Facebook’s WhatsApp messaging service was fined nearly $270 million by Irish authorities on Thursday for not being transparent about how it uses data collected from people on the service, in a case that represents a big test of Europe’s ability to enforce its landmark data privacy law.
The 265-page decision is the first major ruling against Facebook under the European Union’s far-reaching General Data Protection Regulation, or G.D.P.R., a three-year-old law that many have criticized for not being properly enforced. Irish regulators said WhatsApp was not clear with users about how data was shared with other Facebook properties like its main social network and Instagram.
WhatsApp said it would appeal the decision, setting up what is expected to be a lengthy legal battle.
The G.D.P.R. was heralded as the world’s most comprehensive data privacy law when it was enacted, and championed as a model for the rest of the world to counter the data-hording practices of Facebook, Google and other internet giants. But the law has resulted in few fines or penalties, and many have said it has not fulfilled its promise.
Regulators in Ireland have been at the center of the debate. Under the law, companies must be regulated by the countries where they have their European headquarters. The European offices of Facebook, Google, Twitter, Apple and scores of other companies are based in Ireland because of its low corporate tax rates and other benefits.
But that has put tremendous pressure on Ireland’s Data Protection Commission, an underfunded and much-criticized agency that has been tasked with enforcing a novel and complex data protection law against some of the largest companies in the world.
In July, lawmakers in Ireland’s Parliament issued a scathing report, saying the Irish regulator “fails to adequately protect the fundamental rights of citizens” because of its lack of enforcement.
The challenge of enforcing the G.D.P.R. is being closely watched as European Union officials debate new regulations for other areas of the technology industry, including stricter antitrust and content moderation policies. Critics contend that the G.D.P.R shows that although the European Union has drafted strong digital policies, it has struggled to enacting them well.
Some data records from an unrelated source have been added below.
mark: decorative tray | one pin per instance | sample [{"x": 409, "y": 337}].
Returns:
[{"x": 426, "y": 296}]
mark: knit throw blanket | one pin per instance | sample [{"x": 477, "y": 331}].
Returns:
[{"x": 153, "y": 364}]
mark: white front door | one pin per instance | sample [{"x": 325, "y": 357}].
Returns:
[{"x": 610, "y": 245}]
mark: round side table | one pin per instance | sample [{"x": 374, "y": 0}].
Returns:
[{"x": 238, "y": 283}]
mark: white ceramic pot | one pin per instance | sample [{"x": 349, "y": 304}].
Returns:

The fine of 225 million euros, a fraction of Facebook’s annual profit, was the largest issued by Irish regulators against a tech giant under the law; in December, Ireland fined Twitter 450,000 euros related to a data breach. The ruling said WhatsApp did not meet its “transparency obligations” to clearly disclose how data from users would be used by Facebook for its other services.
The WhatsApp case has generated considerable debate among European Union countries about the appropriate level of enforcement under the region’s data protection rules. Officials in other countries in the 27-nation bloc have criticized Ireland for not acting more quickly against large tech platforms.
Other countries pushed Ireland to increase its initial proposed fine, which had been set at only up to 50 million euros. That sum was raised to 225 million euros after other national regulators used a board created by the law to coordinate enforcement and adjudicate disputes to push for a larger penalty.
Max Schrems, an Austrian lawyer and privacy activist who has filed several complaints with authorities in Ireland against Facebook, welcomed Thursday’s decision but said the fine by the Data Protection Commission was still too small. The G.D.P.R. allows fines of up to 4 percent of global revenue. He said there were scores of other cases waiting to be addressed.
“This shows how the D.P.C. is still extremely dysfunctional,” said Mr. Schrems, who now runs a privacy advocacy group called Noyb.
“WhatsApp is committed to providing a secure and private service,” Joshua Breckman, a spokesman for WhatsApp, said in a statement. “We have worked to ensure the information we provide is transparent and comprehensive and will continue to do so. We disagree with the decision today regarding the transparency we provided to people in 2018 and the penalties are entirely disproportionate.”
Other tech companies have also been targeted under G.D.P.R., although critics say the punishments are relatively small and unlikely to result in meaningful changes in behavior.
In July, Amazon was fined nearly 750 million euros for violations related to its advertising practices by Luxembourg’s privacy regulator. In 2019, Google was fined 50 million euros by French authorities for not getting adequate permission from uses for certain online advertising.